Billionaire Bill Gates on Friday urged India to move away from low-cost labour toward high-end research and development to keep its giant IT sector competitive.
On a visit to New Delhi, the co-founder of Microsoft Corp called on the Indian government to speed up its commitment to R&D and to boost low number of home-grown PhD students.
Gates told a panel discussion that India’s “IT success story” should strive to add value and move away from low-cost labour as other developing countries play catch-up.
“At first some of that (IT boom) was built on low-cost labour. And, of course, as time goes on, you don’t want to have that as the only differentiator and it’s not a sustainable thing, because others can come along with that as well,” Gates said.

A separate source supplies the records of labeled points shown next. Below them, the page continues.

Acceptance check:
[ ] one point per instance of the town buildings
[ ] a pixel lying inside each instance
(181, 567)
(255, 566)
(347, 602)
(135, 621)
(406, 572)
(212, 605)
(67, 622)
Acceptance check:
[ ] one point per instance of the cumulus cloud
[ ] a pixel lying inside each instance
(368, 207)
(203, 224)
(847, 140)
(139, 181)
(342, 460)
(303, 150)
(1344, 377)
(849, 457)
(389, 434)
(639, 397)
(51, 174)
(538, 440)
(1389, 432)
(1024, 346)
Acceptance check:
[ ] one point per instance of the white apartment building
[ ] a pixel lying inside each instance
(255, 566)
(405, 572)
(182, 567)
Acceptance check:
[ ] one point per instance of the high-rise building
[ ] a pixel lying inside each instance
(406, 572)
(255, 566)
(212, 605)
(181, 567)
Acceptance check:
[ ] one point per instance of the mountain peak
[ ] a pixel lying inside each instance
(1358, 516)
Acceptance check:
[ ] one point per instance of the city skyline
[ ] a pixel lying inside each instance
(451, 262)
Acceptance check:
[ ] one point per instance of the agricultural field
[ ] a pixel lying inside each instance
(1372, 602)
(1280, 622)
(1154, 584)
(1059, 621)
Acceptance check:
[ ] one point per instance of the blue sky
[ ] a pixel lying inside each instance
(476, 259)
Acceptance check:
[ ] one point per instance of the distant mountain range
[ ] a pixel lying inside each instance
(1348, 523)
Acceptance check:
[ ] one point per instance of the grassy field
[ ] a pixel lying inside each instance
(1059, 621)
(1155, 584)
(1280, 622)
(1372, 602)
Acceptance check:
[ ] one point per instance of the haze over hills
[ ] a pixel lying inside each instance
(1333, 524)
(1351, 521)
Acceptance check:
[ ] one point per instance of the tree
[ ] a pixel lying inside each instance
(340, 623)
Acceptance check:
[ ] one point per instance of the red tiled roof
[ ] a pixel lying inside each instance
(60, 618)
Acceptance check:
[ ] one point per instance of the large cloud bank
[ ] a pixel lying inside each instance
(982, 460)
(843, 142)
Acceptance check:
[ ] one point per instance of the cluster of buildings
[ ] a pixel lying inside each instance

India’s R&D sector has made strides in recent years and attracted some big foreign hitters, including Microsoft, in keeping with its IT- and service-driven economic boom.
But hampered by structural problems and a lack of government commitment, India’s R&D still lags behind the United States and Asian rival China. China has more than 1,100 R&D centres compared to less than 800 in India.
“Leading companies here are contributing a lot of ideas and techniques. Even more of that has to happen and bring it to its full potential,” Gates said.
“You’ve got to get the government, universities … and companies like Microsoft to deepen their commitment to R&D.”
India produces 100 computer science PhDs a year — a fraction of China or the U.S — even as it exports a large number of students abroad. While English-speaking India is cheaper than China for R&D, New Delhi gives few incentives to researchers.
Beijing offers incentives like tax breaks for R&D centres, and special economic zones provide infrastructure for hi-tech and R&D industries.